KANSAS CITY, Mo. – Timothy A. Garrison, United States Attorney for the Western District of Missouri, announced today that former owners of a local construction company, Patriot Company, Inc., have pleaded guilty in federal court to their roles in a “rent-a-vet” scheme to fraudulently obtain more than $13.8 million in federal contracts.
Jeffrey K. Wilson, 53, of the Village of Loch Lloyd in Belton, Mo., pleaded guilty today before U.S. District judge Howard F. Sachs to one count of government program fraud. Paul R. Salavitch, 57, of Kansas City, Mo., pleaded guilty on Tuesday, Jan. 30, 2018, to a misdemeanor charge of making a false writing.
Wilson, who is not a veteran, managed the day-to-day operations and the long-term decision making of Patriot Company from May 2005 to January 2014. Salavitch is a service-disabled veteran who falsely certified that he was involved in the day-to-day operations of Patriot Company. Salavitch’s purported active management qualified Patriot Company to obtain set-aside contracts to which it was not entitled.
Wilson admitted he used Salavitch’s veteran and service-disabled veteran status in a “rent-a-vet” scheme to obtain 20 government contracts for which Patriot Company received more than $13.8 million. As a result of the fraud scheme, legitimate veteran-owned-and-run businesses were not awarded these contracts.
Wilson’s plea agreement cites 20 contracts with the U.S. Department of Veterans Affairs and the U.S. Army, totaling $13,819,522, which were fraudulently obtained by Wilson, Salavitch and Patriot Company. The contracts, which ranged as high as $4.3 million, included construction projects in Missouri, South Dakota, Texas, Nebraska Oklahoma, Michigan, Indiana, Tennessee, Iowa, Illinois and North Dakota.
In September 2013, the Veterans Administration conducted an unannounced site visit of Patriot Company. The site inspector discovered that Salavitch was working 40 miles away at his full-time job as a federal employee with the Department of Defense in Leavenworth, Kan. In November 2013, Salavitch falsely certified to the Missouri Division of Purchasing and Materials Management that Patriot Company was a legitimate service-disabled veteran-owned small business when he knew it was not because he did not actively run the company. In December 2013, the Veterans Administration de-certified Patriot Company.

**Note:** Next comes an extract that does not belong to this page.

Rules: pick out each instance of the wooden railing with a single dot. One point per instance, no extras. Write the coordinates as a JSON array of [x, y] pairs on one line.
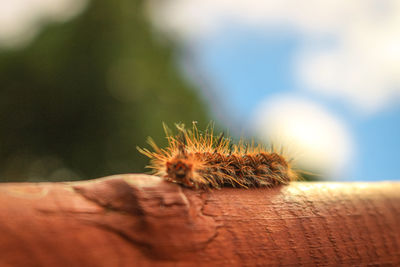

Under the terms of today’s plea agreement, Wilson is subject to a sentence of up to 18 months in federal prison without parole. Salavitch is subject to a sentence of up to one year in federal prison without parole. Wilson and Salavitch must also consent to the federal civil forfeiture of approximately $2.1 million. Sentencing hearings will be scheduled after the completion of presentence investigations by the United States Probation Office.
This case is being prosecuted by Assistant U.S. Attorneys Jane Pansing Brown, Stacey Perkins Rock and Curt Bohling. It was investigated by the Department of Veterans Affairs – Office of Inspector General – Criminal Investigation Division and the General Services Administration – Office of Inspector General.